Citizen of Two Worlds, by Mohammad Ata-Ullah, with a foreword by Lowell Thomas. New York: Harper & Brothers, 1960. 285 pages. Price $5.00.

“Under the shadow of this grim mountain, East and West had not only met, but had fused into one.” So writes Dr. Ata-Ullah of The American Alpine Club’s expedition to K2 in 1953. Citizen of Two Worlds likewise fuses into one the experiences in East and West of an adventurous intellectual with fiery energy, who went to K2 in 1953 and 1954 as liaison officer with the American and Italian expeditions. Only 55 pages concern these expeditions, but they reflect intimately the courageous determination and warm humanity of this extraordinary man. His thoughts at the time of the accident to the American party for instance show depths of feeling rarely expressed.

Citizen of Two Worlds beautifully describes Ata-Ullah’s life in India in the country and city, as civilian and officer, in peace and war. We accompany him to England, where he studies medicine, and later see the remarkable responsibilities he had in Iran in wartime when he ran a reception and rehabilitation center for hundreds of thousands of half-dead Polish refugees shipped to Pahlevi from Russia. He worked with both Russians and Americans in Iran and learned from each. We also share his experiences in Azad Kashmir after the Partition of the Subcontinent.

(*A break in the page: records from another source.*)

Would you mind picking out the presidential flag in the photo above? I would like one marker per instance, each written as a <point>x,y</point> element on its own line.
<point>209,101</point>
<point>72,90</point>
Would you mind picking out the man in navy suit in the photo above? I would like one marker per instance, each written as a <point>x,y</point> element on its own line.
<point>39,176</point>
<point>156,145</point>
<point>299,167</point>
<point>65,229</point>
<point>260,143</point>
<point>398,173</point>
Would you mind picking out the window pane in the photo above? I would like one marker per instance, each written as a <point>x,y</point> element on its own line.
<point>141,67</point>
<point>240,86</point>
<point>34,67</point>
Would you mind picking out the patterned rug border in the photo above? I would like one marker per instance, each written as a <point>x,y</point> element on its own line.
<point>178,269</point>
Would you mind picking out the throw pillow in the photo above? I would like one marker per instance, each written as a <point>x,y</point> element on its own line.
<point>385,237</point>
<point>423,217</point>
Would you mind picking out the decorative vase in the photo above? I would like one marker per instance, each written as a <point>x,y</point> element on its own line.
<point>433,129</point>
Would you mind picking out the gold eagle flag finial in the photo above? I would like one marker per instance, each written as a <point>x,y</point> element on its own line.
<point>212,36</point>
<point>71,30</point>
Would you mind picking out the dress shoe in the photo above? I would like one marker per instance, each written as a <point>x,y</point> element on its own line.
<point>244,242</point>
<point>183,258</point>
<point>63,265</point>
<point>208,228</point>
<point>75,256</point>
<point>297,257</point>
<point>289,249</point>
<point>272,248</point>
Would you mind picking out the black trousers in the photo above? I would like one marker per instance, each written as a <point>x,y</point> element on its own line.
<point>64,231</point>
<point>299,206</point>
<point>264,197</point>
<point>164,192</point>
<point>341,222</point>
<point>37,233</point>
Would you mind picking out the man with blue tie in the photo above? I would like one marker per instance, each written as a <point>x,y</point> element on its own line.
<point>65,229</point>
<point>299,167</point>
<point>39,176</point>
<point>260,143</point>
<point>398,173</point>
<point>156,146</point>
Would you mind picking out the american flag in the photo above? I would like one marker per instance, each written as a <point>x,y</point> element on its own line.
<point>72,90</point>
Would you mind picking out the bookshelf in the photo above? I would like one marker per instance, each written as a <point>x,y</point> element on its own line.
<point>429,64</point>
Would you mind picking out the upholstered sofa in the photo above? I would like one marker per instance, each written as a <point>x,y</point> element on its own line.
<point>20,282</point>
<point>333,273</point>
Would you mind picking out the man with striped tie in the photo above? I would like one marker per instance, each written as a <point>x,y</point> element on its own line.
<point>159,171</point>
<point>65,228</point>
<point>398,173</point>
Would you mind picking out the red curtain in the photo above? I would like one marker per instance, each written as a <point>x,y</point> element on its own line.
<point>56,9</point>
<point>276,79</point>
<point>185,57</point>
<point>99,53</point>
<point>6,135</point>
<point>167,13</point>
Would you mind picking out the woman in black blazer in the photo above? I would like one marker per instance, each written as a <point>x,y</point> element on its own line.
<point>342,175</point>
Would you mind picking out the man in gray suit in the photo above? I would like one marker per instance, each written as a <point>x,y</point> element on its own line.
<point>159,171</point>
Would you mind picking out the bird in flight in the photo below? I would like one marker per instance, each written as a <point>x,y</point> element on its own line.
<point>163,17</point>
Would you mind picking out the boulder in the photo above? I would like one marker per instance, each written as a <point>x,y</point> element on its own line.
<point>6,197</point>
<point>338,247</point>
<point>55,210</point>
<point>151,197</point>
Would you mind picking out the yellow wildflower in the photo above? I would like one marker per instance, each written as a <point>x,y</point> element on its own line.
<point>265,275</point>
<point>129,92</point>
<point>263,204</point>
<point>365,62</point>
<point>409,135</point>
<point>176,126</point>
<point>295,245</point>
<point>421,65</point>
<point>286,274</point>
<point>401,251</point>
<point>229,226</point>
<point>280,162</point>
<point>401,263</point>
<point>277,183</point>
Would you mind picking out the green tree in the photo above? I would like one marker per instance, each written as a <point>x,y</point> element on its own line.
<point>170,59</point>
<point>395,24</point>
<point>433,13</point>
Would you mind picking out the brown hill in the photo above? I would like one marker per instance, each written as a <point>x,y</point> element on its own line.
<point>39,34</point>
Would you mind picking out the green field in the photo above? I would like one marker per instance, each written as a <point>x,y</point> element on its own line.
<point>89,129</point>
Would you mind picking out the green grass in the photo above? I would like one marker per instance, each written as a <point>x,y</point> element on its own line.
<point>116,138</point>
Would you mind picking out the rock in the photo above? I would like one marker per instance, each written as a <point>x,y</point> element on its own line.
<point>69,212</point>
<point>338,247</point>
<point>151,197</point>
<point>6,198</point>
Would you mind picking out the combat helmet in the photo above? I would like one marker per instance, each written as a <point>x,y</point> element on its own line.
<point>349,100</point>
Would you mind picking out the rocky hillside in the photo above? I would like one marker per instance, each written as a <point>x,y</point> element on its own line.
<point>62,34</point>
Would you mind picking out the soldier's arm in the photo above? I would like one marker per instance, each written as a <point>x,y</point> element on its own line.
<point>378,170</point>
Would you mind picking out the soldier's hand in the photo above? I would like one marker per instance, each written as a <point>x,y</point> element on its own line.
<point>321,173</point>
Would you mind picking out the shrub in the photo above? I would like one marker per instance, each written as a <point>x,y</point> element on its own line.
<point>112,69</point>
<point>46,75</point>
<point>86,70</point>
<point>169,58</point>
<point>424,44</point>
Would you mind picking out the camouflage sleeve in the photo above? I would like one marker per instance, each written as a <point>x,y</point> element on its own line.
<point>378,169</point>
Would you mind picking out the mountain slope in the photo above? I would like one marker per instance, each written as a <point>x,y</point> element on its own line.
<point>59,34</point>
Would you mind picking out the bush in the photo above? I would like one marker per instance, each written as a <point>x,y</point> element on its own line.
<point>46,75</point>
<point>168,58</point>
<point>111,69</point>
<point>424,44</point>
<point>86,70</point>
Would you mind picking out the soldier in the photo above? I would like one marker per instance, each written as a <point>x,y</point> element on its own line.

Ata-Ullah writes graphically and he learns from all his experiences. We see him gain technical skills from the West and deep spiritual contentment from the East. Like his father and his wife—the two strongest influences on his life—Ata-Ullah is a very religious man, one whose approach is intelligent, rational and yet deeply mystical. To him, a devout Muslim, the parts of Jerusalem, whether Christian, Jewish or Muslim, were all “of equal sanctity” and he tells of wandering through the streets of the holy city, “my soul aflame with the thought of the great happenings in this town that had so powerfully shaped the spiritual destinies of mankind.” He is a man of courage and action, a man who understands Western accomplishments and Eastern attitudes, but above all a man with a soul. Although his is not primarily a mountaineering book, the author sees mountaineering as an example of man’s divine destiny, his ceaseless urge to probe himself and his surroundings. Through such struggles, spiritual and physical, East and West can share our “inborn instincts” to “wander, seek and discover.” Here East and West can “not only meet but fuse.”